Monday, 12 December 2011

YAK-15 'Feather'

The YAK-15 is now complete and has begun it's glittering career as a dust gatherer on a shelf.  It was a kit I build for the sake of doing so as I think it is an interesting aeroplane.  One of the earlier postwar (1946) jet aircraft, it is basically a YAK-3 airframe with the piston engine replaced with a copy of a Junkers Jumo 004 jet engine.  Although this sounds (and looks) like a bit of a lash-up, given that the YAK-3 was a pretty good aircraft and that the 004 was the engine used in the Me-262 it could all have been a lot worse.
I used one of the two sets of numbers which came with the kit, but binned the red stars (the printing was somewhat vague...) and replaced them with some I had in stock.
280 YAK-15 were built and it's main use was to facilitate pilot conversion training - a task no doubt eased by the familiar layout  and landing gear.

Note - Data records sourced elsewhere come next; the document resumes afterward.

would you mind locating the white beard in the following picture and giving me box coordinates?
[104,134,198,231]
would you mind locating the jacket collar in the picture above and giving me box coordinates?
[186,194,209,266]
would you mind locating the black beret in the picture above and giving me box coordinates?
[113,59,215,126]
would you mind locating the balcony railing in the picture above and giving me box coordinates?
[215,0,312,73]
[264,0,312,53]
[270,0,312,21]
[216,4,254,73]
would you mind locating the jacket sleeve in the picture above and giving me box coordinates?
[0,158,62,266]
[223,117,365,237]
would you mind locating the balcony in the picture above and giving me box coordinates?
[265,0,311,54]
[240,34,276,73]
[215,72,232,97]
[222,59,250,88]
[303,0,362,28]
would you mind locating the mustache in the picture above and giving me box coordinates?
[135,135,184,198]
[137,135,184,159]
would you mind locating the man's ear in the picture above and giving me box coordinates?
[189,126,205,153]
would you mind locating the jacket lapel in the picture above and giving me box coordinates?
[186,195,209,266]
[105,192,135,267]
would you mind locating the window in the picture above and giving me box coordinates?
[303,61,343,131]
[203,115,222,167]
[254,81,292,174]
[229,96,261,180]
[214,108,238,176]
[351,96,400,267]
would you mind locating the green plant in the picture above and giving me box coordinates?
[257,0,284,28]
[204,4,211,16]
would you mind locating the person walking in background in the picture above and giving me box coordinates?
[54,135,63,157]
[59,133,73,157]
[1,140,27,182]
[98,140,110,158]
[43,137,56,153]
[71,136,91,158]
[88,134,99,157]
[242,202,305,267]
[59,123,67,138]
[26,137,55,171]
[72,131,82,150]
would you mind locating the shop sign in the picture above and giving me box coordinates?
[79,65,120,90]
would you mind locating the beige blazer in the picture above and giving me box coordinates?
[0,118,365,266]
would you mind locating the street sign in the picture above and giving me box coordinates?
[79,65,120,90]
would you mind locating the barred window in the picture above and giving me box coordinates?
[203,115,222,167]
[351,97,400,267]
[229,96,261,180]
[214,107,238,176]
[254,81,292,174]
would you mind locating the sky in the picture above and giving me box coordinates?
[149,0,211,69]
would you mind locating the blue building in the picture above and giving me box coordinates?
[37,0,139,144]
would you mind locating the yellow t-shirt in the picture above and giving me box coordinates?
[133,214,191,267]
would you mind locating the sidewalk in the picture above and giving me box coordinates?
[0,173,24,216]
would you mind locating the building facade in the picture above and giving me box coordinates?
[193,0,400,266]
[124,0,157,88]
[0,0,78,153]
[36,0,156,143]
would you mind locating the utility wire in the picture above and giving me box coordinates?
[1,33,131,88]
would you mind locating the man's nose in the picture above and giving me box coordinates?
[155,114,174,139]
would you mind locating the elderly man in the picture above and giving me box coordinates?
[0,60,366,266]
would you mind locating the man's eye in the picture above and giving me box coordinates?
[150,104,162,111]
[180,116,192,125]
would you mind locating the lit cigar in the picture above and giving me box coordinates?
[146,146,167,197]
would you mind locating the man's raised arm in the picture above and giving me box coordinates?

Robert (Bob) Cordery said...


A very nice model of a querky aircraft. One wonders how it might have fared against British or US fighters had the Cold War turned hot in the late 1940s.

All the best,


Paul said...

Top class work Tim! I like the Saab 29 which looks similar, but seems much more grunty.

Tim Gow said...

Hmm... There's a game in there somewhere. Oh no!

Tim Gow said...

The Saab 29 appeared a few years later and looks a lot chunkier. But as a Saab (car!) driver I may be biased. Interestingly, apart from the YAK-15, the only other jet converted from a prop-driven aircraft to see service was the Saab 21R of 1947.

Don M said...

Very Nice work Tim.

Not too long ago I watched an interesting tv show on how US intelligence stole one of these from Bulgaria and brought it back put it together tested it, disassembled it, then returned it!

Tim Gow said...

Don M
Mine wasn't stolen in Bulgaria but (somewhat less glamorously) bought in Telford. I hope the US intel guys had an easier job getting the canopy to fit!

west1871 said...

Great job Tim, I love a good Ruskie plane.Cracking job.

Cheers Rich.

Tim Gow said...

West 1871
Thanks Rich - I can assure you it looks a lot better in the photos than in reality!

Conrad Kinch said...

It just occurred to me Tim, what do you do with all these planes?